The Sidama drive for statehood, which goes back decades, triggered days of deadly clashes in July between activists and security forces after the activists threatened to unilaterally declare a new regional state. The unrest prompted the government to place Ethiopia’s Southern Nations, Nationalities, and Peoples’ Region (SNNPR) under the control of soldiers and federal police.
If the referendum passes as expected, the Sidama will control local taxes, education, security and laws in a new self-governing region.
Several other groups in the south of the country have already launched plans for self-determination similar to that of the Sidama, who make up about four percent of Ethiopia’s more than 100 million people. Some analysts fear the vote could embolden groups with similar demands and unleash further ethnic violence.
“The Sidama referendum will be a big test for Ethiopia’s multinational federalism, on how it can accommodate various self-determination rights and, crucially, what comes after the referendum,” Abebe Aynete, a senior researcher at Ethiopian Foreign Relations Strategic Studies, a local think-tank, told Al Jazeera.
Federal system
On Wednesday morning, the mood in the regional capital, Hawassa, appeared calm as people formed long queues at polling stations at dawn. Overall, some 2.3 million people have registered to vote.
Away from the polling stations, the streets of Hawassa were much quieter than usual, with Wednesday declared a holiday for the vote. Heavily armed police and soldiers patrolled the streets.
“The voting process is inclusive, smooth, transparent and exciting,” Fantahun Hatiso told AFP news agency after casting his ballot.
“I voted for a decision that I believe will work towards development, peace and personal wellbeing.”
The referendum on autonomy springs from a federal system designed to provide widespread ethnic self-rule in a hugely diverse country, Africa’s second-most populous. At present, Ethiopia is partitioned into nine semi-autonomous regional states – with the Sidama voting for a potential tenth.

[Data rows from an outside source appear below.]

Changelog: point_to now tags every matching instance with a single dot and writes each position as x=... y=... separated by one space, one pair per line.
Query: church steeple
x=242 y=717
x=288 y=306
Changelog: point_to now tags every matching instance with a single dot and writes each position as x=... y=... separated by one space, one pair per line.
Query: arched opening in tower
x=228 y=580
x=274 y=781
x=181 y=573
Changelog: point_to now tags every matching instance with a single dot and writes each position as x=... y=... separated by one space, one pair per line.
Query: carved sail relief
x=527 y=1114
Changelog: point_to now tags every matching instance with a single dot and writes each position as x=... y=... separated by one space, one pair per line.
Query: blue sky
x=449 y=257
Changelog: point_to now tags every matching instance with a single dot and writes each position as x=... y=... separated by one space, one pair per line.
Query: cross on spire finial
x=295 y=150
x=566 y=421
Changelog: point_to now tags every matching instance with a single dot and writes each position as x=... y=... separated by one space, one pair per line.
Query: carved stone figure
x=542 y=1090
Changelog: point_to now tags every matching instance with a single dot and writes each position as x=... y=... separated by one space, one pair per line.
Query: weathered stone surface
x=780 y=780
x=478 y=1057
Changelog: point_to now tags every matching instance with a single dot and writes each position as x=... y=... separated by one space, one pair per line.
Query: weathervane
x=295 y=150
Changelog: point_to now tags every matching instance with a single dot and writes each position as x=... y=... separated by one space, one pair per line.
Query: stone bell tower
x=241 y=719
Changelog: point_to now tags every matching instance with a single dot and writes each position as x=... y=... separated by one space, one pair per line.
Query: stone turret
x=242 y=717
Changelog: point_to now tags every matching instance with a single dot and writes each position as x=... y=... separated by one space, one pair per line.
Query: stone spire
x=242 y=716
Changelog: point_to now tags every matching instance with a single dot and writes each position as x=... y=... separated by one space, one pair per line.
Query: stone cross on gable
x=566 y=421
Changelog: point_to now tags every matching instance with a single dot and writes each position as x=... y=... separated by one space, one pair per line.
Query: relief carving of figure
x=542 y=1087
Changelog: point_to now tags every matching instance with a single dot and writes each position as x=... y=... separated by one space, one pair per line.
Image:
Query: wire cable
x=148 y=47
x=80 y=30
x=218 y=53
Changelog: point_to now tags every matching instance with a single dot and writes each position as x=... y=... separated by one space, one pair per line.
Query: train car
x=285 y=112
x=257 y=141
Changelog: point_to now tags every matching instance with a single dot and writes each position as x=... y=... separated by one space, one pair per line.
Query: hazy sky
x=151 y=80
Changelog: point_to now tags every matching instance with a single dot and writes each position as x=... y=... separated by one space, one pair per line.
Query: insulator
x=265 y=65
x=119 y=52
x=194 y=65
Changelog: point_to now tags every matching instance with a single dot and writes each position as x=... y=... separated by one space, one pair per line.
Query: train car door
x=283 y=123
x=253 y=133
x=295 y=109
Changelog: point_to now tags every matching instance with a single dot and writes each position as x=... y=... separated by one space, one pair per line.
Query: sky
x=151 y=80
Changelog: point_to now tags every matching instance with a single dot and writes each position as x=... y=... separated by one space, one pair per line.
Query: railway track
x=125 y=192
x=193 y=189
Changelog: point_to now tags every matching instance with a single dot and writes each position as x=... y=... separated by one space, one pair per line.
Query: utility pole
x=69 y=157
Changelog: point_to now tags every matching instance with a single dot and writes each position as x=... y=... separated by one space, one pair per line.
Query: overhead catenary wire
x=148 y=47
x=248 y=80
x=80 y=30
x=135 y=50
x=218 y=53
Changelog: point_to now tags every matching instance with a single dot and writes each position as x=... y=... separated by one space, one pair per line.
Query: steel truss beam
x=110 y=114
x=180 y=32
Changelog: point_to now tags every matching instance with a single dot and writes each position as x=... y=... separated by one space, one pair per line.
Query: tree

The constitution requires the government to organise a referendum for any ethnic group that wants to form a new entity. The dormant Sidama campaign gained fresh momentum after Prime Minister Abiy Ahmed, winner of this year’s Nobel Peace Prize, took office in 2018 and began introducing a series of political reforms.
“I consider witnessing this day as if I was borne again,” Yerusalem Kabiso, who lost her 24-year-old brother in the July clashes, told Reuters news agency.
“We lived our whole life under oppression, as a child I remember chopped heads of Sidama people displayed at the market, I will never forget the head of my brother in law.”